Every Linux server open to the internet is constantly scanned by automated bots. These bots especially try to log in to the SSH service by trial and error method. This type of attack brute force attack It is called.

Fail2Ban tracks unsuccessful login attempts from log files. It automatically bans IP addresses that enter incorrectly more than the specified number. In this way, the attacker cannot try the password repeatedly over the same IP.

1. What Does Fail2Ban Do?

• SSH reduces brute force attacks.
• It bans IP addresses that enter a large number of incorrect entries.
• It takes automatic action by monitoring server logs.
• It works together with the firewall to block attack traffic.
• It can also be used for game server panels, web panel logins and mail services.

2. Fail2Ban Installation

On Ubuntu and Debian based systems:

apt update
apt install fail2ban -y

On CentOS, AlmaLinux or Rocky Linux systems:

yum install epel-release -y
yum install fail2ban -y

To start the service and have it run automatically at startup:

systemctl enable fail2ban
systemctl start fail2ban
systemctl status fail2ban

3. Copy Default Settings File

Fail2Ban settings directly jail.conf It should not be edited in the file. Because this file may change in updates. instead jail.local file is created.

cp /etc/fail2ban/jail.conf /etc/fail2ban/jail.local

Then edit the file:

nano /etc/fail2ban/jail.local

4. Enabling SSH Protection

in file [sshd] Find the section and edit it as follows:

[sshd]
enabled = true
port = ssh
filter = sshd
logpath = /var/log/auth.log
maxretry = 5
findtime = 10m
bantime = 1h

This setting means:

• maxretry = 5: Action is taken after 5 incorrect entries.
• findtime = 10m: Attempts are counted within a 10-minute period.
• bantime = 1h: The IP address is banned for 1 hour.

5. Safelisting Your Own IP Address

If you use fixed IP, you can exclude your own IP address from the ban system.

ignoreip = 127.0.0.1/8 192.168.1.1 SUNUCUYA_BAGLANDIGINIZ_IP

here IP TO WHICH YOU ARE CONNECTED TO THE SERVER You must write your real IP address in the field.

6. Restarting Fail2Ban Service

systemctl restart fail2ban

To check the status:

fail2ban-client status

To see SSH jail status:

fail2ban-client status sshd

7. Seeing Banned IP Addresses

fail2ban-client status sshd

on output Banned IP list Banned IP addresses appear in the field.

8. Opening Accidentally Banned IP Address

If your own IP address or the IP address of a trusted user has been banned by mistake, you can remove it with the following command:

fail2ban-client set sshd unbanip IP_ADRESI

Common Mistakes

• Editing the jail.conf file directly
• Not adding your own IP address to the ignoreip field
• Not changing the Fail2Ban port setting even though the SSH port is changed
• Wrongly typing the log file path
• Thinking that Fail2Ban is active and not checking the service status

FAQ

Does Fail2Ban alone provide sufficient security?
No. Fail2Ban is an important layer of protection, but it should be used in conjunction with a strong password, up-to-date system, firewall and correct service configuration.

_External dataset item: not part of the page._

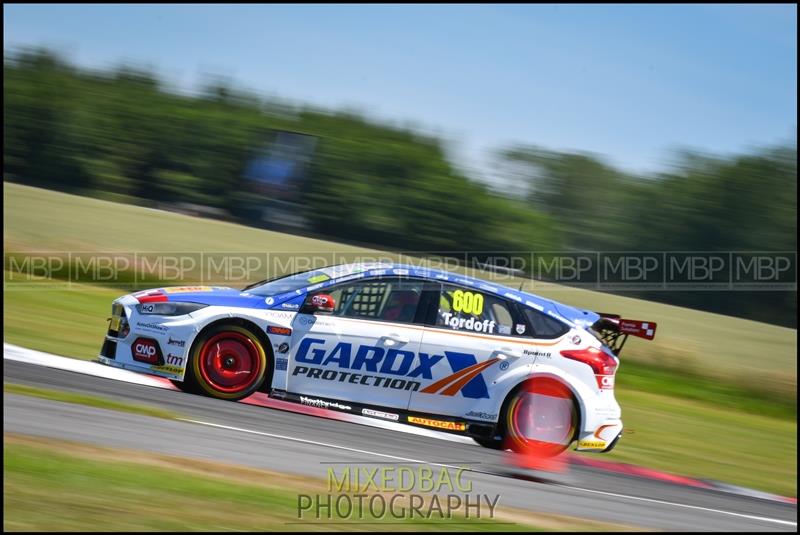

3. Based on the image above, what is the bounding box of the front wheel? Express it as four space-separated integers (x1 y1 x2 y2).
185 325 269 401
501 378 578 457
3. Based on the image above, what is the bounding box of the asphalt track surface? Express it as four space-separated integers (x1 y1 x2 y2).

Does Fail2Ban protect the game server?
It does not analyze game traffic directly. However, it can provide protection through SSH, panel, web services and some login logs.

Can I increase the ban duration?
Yes. You can set the bantime value to longer periods such as 24h, 7d instead of 1h.

Security Recommendations

• Turn off root login.
• Use strong and unique password.
• If possible, log in with SSH key.
• Check Fail2Ban logs regularly.
• Do not leave unnecessary services open to the internet.

This article is specially prepared for PvPServer.